Um seine Propaganda zu verbreiten, setzt der russische Präsident Wladimir Putin (69) bewusst auf – zum Teil junge und attraktive – Frauen. Darja Dugina (†29), Tochter des Ultranationalisten Alexander Dugin (60) war eine von ihnen. Am 20. August wurde sie von einer Autobombe getötet. Die Hintergründe zu dem Anschlag sind weiterhin unklar.
Frauen als Propagandisten einzusetzen, habe in Russland Tradition, erklärt Ulrich Schmid (56), Russland-Experte an der Uni St.
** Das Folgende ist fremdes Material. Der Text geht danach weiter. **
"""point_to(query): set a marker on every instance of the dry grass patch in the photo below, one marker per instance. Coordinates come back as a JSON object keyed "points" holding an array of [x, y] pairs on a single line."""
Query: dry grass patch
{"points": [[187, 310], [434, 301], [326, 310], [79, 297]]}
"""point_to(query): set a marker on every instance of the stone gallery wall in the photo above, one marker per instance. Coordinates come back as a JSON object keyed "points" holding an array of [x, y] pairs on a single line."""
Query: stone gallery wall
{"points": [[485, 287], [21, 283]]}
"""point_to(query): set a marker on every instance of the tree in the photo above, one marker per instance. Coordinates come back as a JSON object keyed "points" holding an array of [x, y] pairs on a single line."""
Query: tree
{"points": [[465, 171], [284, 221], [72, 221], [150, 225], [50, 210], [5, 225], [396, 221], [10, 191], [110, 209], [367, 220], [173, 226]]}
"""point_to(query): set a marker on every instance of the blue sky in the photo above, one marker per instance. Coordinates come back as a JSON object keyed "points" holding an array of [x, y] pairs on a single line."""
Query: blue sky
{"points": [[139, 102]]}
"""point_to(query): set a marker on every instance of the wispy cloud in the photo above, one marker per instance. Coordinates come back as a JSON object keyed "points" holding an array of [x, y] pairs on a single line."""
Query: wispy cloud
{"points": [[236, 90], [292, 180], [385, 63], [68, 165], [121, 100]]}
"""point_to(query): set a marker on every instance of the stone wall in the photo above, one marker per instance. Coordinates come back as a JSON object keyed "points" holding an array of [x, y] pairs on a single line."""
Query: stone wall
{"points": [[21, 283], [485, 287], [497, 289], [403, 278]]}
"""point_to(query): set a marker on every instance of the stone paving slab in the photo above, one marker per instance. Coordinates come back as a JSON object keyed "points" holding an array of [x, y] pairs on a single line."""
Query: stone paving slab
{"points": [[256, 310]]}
Gallen, zu Blick. «Den grössten Einfluss hat sicher die Sprecherin des russischen Aussenministeriums Marija Sacharowa (46), die seit 2015 im Amt ist. Sie vertritt auf aggressive Weise die Position des Kremls und ist auch intensiv auf den sozialen Medien präsent.»
Das bestätigt auch Olga Lautman, Senior Fellow am Center for European Policy Analysis in Washington. Gegenüber CNN sagte sie, dass Sacharowa häufig scharfe Erklärungen abgebe, in denen sie westliche Länder angreife. «Hier haben wir eine jüngere Frau, die es mit den westlichen Mächten aufnimmt und sich nicht scheut, sie herauszufordern.»
Frauen sprechen Junge an
Die Russen wollten sicherstellen, dass die Botschaften bei allen landeten. Der russische Aussenminister Sergej Lawrow (72) spreche die älteren Männer seiner Generation an. Die Russen hätten jeweils jemanden für jedes Publikum. «Und Sacharowa als Pressesekretärin zu haben, ist stark», so Lautman.
Laut ihr ist es kein Zufall, dass sich Frauen an den Frontlinien des globalen Informationskriegs wiederfinden. «Frauen sprechen generell ein grösseres Publikum an. Sie sind entwaffnender und können sich auch mit der jüngeren Bevölkerung identifizieren.»
Viele TV-Sendungen, in denen es um Propaganda gehe, würden daher von Frauen moderiert, sagt Lautman. Sie verweist auf Margarita Simonjan (42), Chefredaktorin des staatlichen Senders RT, ehemals Russia Today, der in mehreren westlichen Ländern inzwischen wegen Propaganda und Desinformation verboten ist. Nach Duginas Tod hatte die Moderatorin dazu aufgerufen, «Entscheidungszentren» in der Ukraine anzugreifen.
Im «Time»-Magazin erzählte Simonjan 2015, dass auf ihrem Tisch ein gelbes Telefon mit direkter Leitung zum Kreml stehe, an dem sie «geheime Dinge» bespreche.
Aufruf zur Eskalation
In die gleiche Kerbe schlägt Olga Skabejewa (37). Sie ruft regelmässig zu einer Eskalation der russischen Angriffe in der Ukraine auf und verlangt von Moskau, «auch die gesamte Nato zu entmilitarisieren».
Bei anderer Gelegenheit sagte sie laut CNN, dass die Zunahme der LGBTQ+-Bevölkerung im Westen dazu führen würde, dass die «Menschen im Westen aussterben», da sie sich nicht mehr fortpflanzten. Deshalb müsse Russland «auch Transfaschisten entnazifizieren». Und als die Hitze Europa in den vergangenen Wochen in Griff hielt, sagte sie: «Die Natur ist auf Russlands Seite.»
Zu Putins Propagandistinnen gehört auch Maria Katasonova (26), eine Content-Erstellerin, die eine Online-Bewegung «Frauen für Marine» ins Leben rief und mit der französischen Rechtsextremistin Marine Le Pen (54) zusammenspannte.
Manga-Figuren angefertigt
Nach der Annexion der Krim war die ehemalige ukrainische Staatsanwältin Natalja Poklonskaja (42) prominent als Propagandistin aufgetreten. Wegen ihres Aussehens wurden Manga-Figuren angefertigt, die im Internet viele Anhänger fanden. «Inzwischen hat sie den Kreml rechts überholt und spielt heute keine Rolle mehr», sagt Ulrich Schmid.
Noch immer ist nicht geklärt, wer Darja Dugina am 20. August getötet hat. Eine Widerstandsbewegung namens Nationale Republikanische Armee behauptet, dass sie hinter dem Anschlag stecke. Der russische Nachrichtendienst FSB hingegen bezichtigt die Ukraine der Tat. Eine Frau namens Natalja V. (43) soll dahinter stecken.
Nach Duginas Tod steigt die anti-westliche Stimmung in Russland weiter an. Die Nationalisten fordern Rache an der Ukraine. Selbst im Tod erfüllt Darja Dugina ihre Arbeit als Propagandistin.